Ohh btw, I'm thinking the firmware was not ready in time for a triple, because the board layout still has pads for R1/R2.

Yes Tom, I was inside on that discussion, at the time. :wink: You’ve come a long way since.

PS: would it be possible to add a proper capacitor in the driver design so that it can sustain short power interruptions? Not the main leds but at least the mcu so that it doesn’t reboot and keeps it’s current state.

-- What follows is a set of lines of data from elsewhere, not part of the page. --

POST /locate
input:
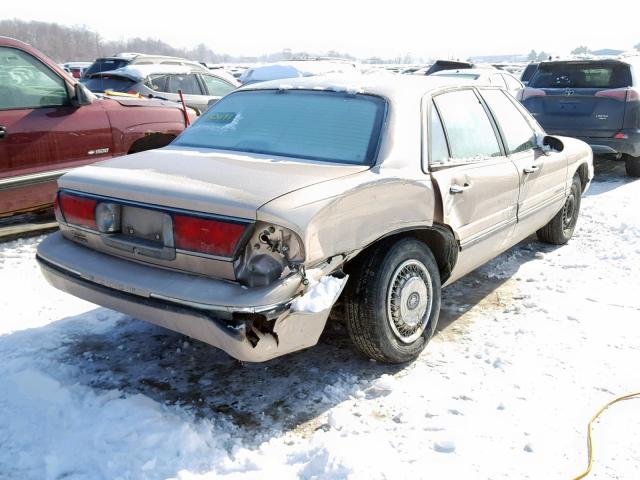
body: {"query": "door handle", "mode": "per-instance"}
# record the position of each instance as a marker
(455, 188)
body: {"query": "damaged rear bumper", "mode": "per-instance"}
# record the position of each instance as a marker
(217, 312)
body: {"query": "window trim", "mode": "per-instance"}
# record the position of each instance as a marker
(67, 87)
(494, 126)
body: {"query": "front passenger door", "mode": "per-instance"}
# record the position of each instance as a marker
(478, 184)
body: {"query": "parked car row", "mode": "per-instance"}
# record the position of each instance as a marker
(49, 124)
(200, 88)
(244, 229)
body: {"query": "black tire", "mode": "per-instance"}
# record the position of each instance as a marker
(377, 288)
(561, 227)
(632, 165)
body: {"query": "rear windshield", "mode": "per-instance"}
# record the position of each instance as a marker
(103, 83)
(581, 75)
(324, 126)
(106, 65)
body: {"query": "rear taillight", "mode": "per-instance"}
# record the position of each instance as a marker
(77, 210)
(531, 93)
(203, 235)
(621, 94)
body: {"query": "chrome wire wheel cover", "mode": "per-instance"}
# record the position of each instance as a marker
(409, 300)
(569, 211)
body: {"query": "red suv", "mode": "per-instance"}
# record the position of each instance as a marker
(49, 124)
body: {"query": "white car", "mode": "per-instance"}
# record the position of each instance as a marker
(486, 76)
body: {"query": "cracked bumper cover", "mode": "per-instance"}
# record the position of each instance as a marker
(189, 304)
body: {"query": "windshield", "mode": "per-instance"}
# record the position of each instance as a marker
(317, 125)
(581, 75)
(106, 65)
(102, 83)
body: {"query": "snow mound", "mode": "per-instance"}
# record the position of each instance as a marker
(319, 296)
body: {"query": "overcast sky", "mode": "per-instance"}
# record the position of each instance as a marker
(392, 28)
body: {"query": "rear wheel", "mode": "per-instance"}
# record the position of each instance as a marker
(632, 165)
(393, 301)
(561, 227)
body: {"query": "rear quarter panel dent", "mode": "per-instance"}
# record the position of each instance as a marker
(353, 218)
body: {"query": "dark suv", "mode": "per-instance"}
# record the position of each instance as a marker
(597, 101)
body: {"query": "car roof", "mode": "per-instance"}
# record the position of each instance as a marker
(140, 72)
(630, 60)
(384, 84)
(471, 71)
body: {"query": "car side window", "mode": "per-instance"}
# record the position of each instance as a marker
(188, 83)
(216, 86)
(438, 150)
(469, 130)
(518, 134)
(157, 83)
(27, 83)
(497, 80)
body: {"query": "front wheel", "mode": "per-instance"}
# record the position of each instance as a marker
(561, 227)
(632, 165)
(393, 301)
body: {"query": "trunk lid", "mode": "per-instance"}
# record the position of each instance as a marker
(229, 184)
(569, 97)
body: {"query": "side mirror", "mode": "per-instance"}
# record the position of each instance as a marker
(549, 143)
(81, 96)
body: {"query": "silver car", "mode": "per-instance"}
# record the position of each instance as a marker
(200, 88)
(245, 230)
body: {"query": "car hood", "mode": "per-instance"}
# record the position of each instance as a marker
(217, 182)
(132, 101)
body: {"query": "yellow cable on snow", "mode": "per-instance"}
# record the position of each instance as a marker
(593, 419)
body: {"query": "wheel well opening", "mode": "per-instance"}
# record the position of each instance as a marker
(438, 238)
(583, 173)
(149, 142)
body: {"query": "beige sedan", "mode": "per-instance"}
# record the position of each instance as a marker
(245, 231)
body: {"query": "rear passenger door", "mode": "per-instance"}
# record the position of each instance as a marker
(477, 182)
(542, 176)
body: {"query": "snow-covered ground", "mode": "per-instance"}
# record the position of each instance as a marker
(528, 347)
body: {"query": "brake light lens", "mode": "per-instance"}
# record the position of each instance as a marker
(621, 94)
(77, 210)
(531, 93)
(204, 235)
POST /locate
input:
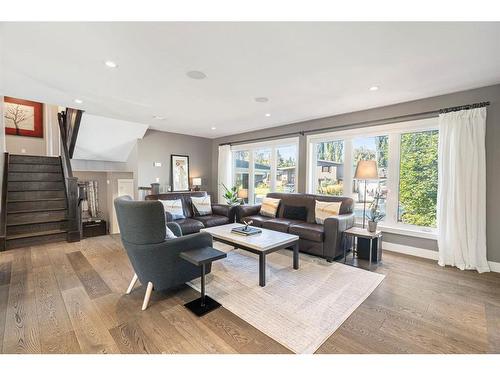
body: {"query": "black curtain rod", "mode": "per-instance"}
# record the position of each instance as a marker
(362, 123)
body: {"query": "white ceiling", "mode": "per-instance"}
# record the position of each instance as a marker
(103, 138)
(308, 70)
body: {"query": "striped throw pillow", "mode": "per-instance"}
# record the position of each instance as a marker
(174, 208)
(269, 207)
(202, 205)
(325, 210)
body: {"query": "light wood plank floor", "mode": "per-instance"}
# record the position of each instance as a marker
(69, 298)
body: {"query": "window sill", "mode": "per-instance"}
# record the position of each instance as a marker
(430, 234)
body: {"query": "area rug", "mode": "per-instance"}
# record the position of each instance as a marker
(298, 308)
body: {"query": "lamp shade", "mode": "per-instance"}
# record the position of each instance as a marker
(243, 193)
(366, 170)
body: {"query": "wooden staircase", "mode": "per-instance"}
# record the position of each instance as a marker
(37, 205)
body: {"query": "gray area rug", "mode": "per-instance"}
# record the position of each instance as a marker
(298, 308)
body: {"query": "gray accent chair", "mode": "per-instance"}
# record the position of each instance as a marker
(154, 257)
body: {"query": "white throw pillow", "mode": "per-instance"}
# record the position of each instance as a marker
(174, 208)
(202, 205)
(170, 235)
(325, 210)
(269, 207)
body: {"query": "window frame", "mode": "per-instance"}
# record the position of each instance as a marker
(273, 147)
(393, 131)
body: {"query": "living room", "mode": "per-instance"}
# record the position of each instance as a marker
(250, 188)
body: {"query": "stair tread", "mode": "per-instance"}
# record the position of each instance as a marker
(35, 200)
(35, 234)
(36, 210)
(37, 222)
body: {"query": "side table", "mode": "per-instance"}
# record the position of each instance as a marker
(356, 233)
(201, 257)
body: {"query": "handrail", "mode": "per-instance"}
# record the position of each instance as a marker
(71, 182)
(3, 203)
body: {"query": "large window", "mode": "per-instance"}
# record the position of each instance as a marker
(406, 156)
(329, 167)
(365, 192)
(418, 178)
(265, 167)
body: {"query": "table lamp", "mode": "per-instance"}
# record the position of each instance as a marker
(196, 183)
(366, 170)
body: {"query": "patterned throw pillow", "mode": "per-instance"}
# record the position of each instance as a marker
(269, 207)
(325, 210)
(174, 208)
(202, 205)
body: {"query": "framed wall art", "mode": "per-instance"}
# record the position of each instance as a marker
(179, 172)
(23, 117)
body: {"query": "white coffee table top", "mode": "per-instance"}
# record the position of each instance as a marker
(266, 240)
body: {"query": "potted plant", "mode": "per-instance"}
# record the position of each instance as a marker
(231, 195)
(374, 215)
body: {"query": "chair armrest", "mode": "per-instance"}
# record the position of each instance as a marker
(160, 263)
(168, 217)
(334, 228)
(175, 228)
(248, 210)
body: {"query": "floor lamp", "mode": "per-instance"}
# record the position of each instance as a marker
(366, 170)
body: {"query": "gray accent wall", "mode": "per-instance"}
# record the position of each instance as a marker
(379, 116)
(157, 146)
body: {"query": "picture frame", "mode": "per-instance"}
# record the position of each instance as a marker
(23, 117)
(179, 172)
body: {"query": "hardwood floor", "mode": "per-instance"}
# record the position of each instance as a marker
(70, 298)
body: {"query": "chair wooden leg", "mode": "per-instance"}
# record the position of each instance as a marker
(147, 296)
(132, 283)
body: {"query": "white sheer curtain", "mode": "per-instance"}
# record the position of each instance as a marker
(461, 214)
(225, 168)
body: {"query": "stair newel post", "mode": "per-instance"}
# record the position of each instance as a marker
(74, 222)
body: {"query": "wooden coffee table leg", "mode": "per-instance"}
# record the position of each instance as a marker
(262, 269)
(296, 256)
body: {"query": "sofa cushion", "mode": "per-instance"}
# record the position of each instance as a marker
(280, 225)
(258, 220)
(308, 231)
(295, 212)
(202, 205)
(189, 226)
(212, 220)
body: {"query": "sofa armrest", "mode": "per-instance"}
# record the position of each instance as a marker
(334, 228)
(246, 210)
(175, 228)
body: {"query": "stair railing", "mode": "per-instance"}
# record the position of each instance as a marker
(69, 123)
(3, 204)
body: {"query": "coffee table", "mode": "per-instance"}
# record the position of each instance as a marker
(261, 244)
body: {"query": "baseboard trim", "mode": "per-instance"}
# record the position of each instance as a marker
(494, 266)
(425, 253)
(410, 250)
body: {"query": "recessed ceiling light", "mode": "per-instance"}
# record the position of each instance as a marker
(261, 99)
(110, 64)
(196, 74)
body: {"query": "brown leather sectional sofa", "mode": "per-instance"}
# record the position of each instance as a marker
(324, 240)
(221, 213)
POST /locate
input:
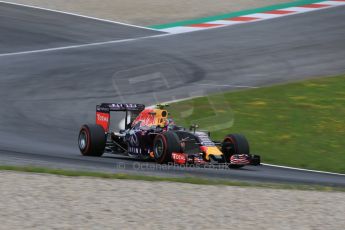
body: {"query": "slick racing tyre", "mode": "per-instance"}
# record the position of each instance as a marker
(234, 144)
(164, 145)
(91, 140)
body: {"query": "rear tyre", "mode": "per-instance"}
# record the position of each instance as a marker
(164, 145)
(234, 144)
(91, 140)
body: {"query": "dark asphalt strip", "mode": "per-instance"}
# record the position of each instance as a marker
(45, 97)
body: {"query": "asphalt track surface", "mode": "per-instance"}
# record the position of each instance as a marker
(47, 95)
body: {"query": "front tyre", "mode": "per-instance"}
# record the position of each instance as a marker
(91, 140)
(164, 145)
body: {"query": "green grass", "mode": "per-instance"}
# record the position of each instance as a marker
(298, 124)
(190, 180)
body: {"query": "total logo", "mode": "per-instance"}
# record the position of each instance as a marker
(179, 158)
(102, 118)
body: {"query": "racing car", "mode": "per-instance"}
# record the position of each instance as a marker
(149, 133)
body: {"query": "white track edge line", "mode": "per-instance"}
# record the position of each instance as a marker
(300, 169)
(80, 46)
(79, 15)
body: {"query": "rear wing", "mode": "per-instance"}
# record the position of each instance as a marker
(103, 112)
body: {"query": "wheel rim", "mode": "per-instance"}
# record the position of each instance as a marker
(82, 140)
(159, 148)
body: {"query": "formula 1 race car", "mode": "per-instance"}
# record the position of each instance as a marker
(150, 134)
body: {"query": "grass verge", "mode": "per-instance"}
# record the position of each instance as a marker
(190, 180)
(297, 124)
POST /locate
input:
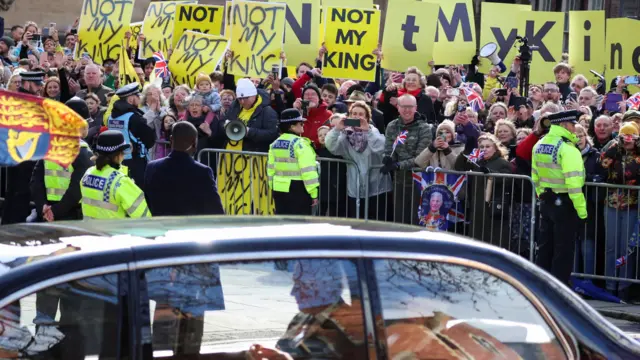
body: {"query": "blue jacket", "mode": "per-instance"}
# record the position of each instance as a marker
(178, 185)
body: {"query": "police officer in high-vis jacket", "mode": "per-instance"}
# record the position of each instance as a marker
(292, 168)
(558, 174)
(56, 190)
(107, 193)
(129, 120)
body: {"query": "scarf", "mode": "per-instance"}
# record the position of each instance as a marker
(358, 139)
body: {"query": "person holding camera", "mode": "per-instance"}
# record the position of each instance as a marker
(294, 183)
(314, 109)
(558, 174)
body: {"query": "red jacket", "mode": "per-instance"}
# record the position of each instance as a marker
(316, 118)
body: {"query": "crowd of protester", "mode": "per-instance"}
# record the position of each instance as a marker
(443, 124)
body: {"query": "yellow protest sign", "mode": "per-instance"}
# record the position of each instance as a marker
(622, 48)
(364, 4)
(195, 53)
(102, 26)
(158, 27)
(586, 41)
(243, 186)
(500, 25)
(302, 23)
(206, 19)
(135, 29)
(410, 28)
(351, 35)
(256, 35)
(456, 32)
(544, 30)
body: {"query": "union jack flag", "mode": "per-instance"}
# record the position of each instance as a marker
(473, 98)
(475, 155)
(401, 139)
(634, 102)
(161, 69)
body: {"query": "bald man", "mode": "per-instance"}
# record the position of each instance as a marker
(178, 185)
(93, 78)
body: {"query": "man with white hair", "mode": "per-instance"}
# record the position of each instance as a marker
(93, 79)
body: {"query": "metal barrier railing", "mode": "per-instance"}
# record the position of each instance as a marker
(607, 248)
(497, 208)
(245, 192)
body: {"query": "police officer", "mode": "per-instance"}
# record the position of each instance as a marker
(129, 120)
(56, 190)
(558, 174)
(292, 169)
(107, 193)
(17, 206)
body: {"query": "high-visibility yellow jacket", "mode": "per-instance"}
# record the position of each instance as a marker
(110, 194)
(292, 157)
(557, 165)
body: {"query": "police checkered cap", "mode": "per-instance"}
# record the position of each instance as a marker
(564, 116)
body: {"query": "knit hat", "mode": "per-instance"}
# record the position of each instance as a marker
(629, 129)
(8, 41)
(245, 88)
(312, 87)
(448, 125)
(201, 78)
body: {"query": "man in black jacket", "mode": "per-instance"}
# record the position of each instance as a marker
(53, 200)
(127, 118)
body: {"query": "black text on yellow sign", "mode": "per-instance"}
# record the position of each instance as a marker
(351, 35)
(257, 33)
(199, 18)
(158, 27)
(195, 53)
(103, 24)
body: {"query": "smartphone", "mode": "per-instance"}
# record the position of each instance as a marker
(511, 82)
(612, 102)
(352, 122)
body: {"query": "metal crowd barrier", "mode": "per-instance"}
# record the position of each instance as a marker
(607, 248)
(234, 183)
(499, 208)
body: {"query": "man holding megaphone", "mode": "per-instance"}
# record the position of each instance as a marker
(250, 124)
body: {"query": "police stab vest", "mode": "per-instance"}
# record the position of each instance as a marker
(121, 123)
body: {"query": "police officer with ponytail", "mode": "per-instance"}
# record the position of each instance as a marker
(107, 193)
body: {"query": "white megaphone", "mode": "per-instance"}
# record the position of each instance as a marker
(235, 130)
(490, 51)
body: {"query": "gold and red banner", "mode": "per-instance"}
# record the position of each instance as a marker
(33, 128)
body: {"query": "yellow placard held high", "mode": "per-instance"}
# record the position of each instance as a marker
(620, 47)
(256, 35)
(456, 32)
(586, 42)
(544, 30)
(158, 27)
(302, 23)
(206, 19)
(410, 29)
(351, 35)
(500, 25)
(136, 29)
(194, 54)
(102, 26)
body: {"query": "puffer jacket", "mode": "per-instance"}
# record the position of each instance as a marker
(419, 137)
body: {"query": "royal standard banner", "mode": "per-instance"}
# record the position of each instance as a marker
(34, 128)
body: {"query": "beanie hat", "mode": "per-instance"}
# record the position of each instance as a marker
(629, 129)
(8, 41)
(245, 88)
(312, 87)
(201, 78)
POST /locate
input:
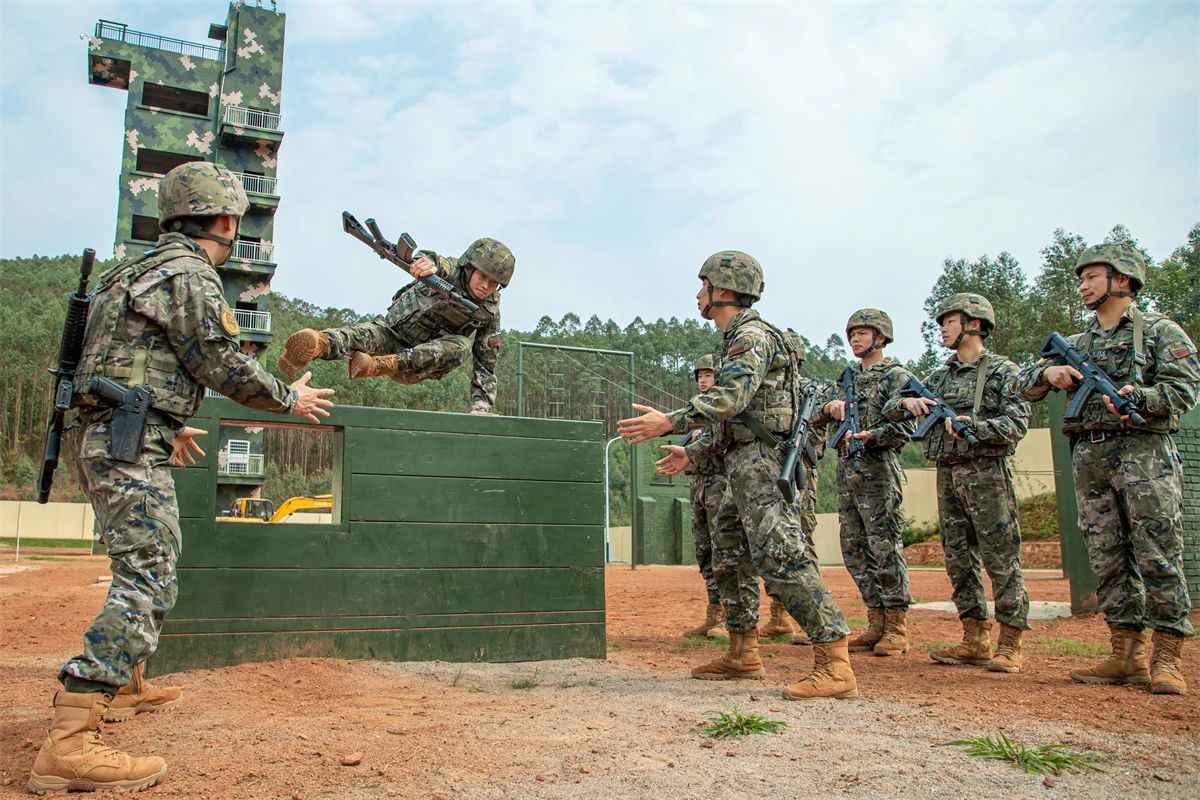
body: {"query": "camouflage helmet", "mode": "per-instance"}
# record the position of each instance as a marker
(973, 305)
(796, 342)
(736, 271)
(492, 258)
(1121, 258)
(870, 318)
(199, 188)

No, this wont work with lvp.

I got it on the list to save off the current level setting, and detect short power glitches, then restore the output level. Do-able, just not sure how it would perform, timing wise, if it would recover from these type of hits, etc. This came up near the end and didn't have time to develop, test, get it in. Really wondering now if the stiff springs MtnE sells would prevent it. Problem is though if you have springs stiff enough to work with 30Q BT's, it's probably gonna be too tight for full size protected cells. Actually I didn't try protected cells with the stock springs - may work much better, not sure.

Can you elaborate?

Actually, most clicky switch drivers use power interruption to change state and they do ‘remember’ their state during the time they are off the battery - even long enough for a long press. Banging the light would be a very short event. And many of those can handle LVP nonetheless.

I can’t prove it, but given the way the light behaves when bumped this way, I think the processor does not lose power. Consider that when power is first applied, the light blinks twice to indicate this. That is not what I see happening. I think that the code is still running and polling the switch input. It perceives a very short term drop in voltage on that pin, checks what it is supposed to do in the case of a single click and turns itself off.

There is no intrinsic difficulty in holding up the MCU during very short term power glitches, it’s just a matter of circuit design and bulk decoupling.

It’s something not necessarily done with clicky tail switches (where the driver is looking for power interruptions to change modes), but for an e-switch it shouldn’t be too difficult.

I’ll be taking a look myself, not knowing the detailed design or layout it might be as simple as adding a big bulk decoupler across the MCU, or not.

In my SRK clones its a big problem to fix (I have considered it) because the LED power is also on the same rail/PCB trace as the MCU, so the tens of amps possibly taken by the LEDs exhaust any simple add-on decoupler/holdup cap. instantly. I’d have to cut traces and add a couple of things to improve it. But if the MCU is isolated from the main power by e.g. reverse protection diode, maybe it isn’t too difficult to fix, depending on how the driver PCB is laid out. Shared trace with the LED + supply would be a bummer. I’ll take a detailed look once I have mine, because it really is an issue for me.

I have no idea how this works but what you describe as a fake single click seems to make sense indeed.

If so, maybe that could be filtered out in firmware, or the e-swtich powered from the same isolated well-decoupled rail as the MCU.

I’m anticipating that when the batteries lose contact with a bump, they will then bounce around a bit, predictable if you know mass of batteries and spring constant. Just as most mechanical switches and relay contacts “bounce”, once you look closely at them.

Edit: if one of the four cells was replaced with a very lightweight part, with a big capacitor inside (maybe supercap), that might be much more resistant to losing contact, even when the main cells do. If it had a small spring on the + end too, even better.

if you are concerned about power loss when the light get hits you can increase C2 to compensate

Bistro HD OTSM does that to detect long presses of the tailswitch with a 47uF capacitor

Might not be so simple if, as suggested MCU is indeed holding up, but false switch presses are being triggered by transients. Glad this little issue, which is important to me, is attracting attention, but will wait until I have my torch before jumping to conclusions.

Edit: PS Lexel, how do your drivers behave in this scenario ? Like the look of your dual 7135 bank ones.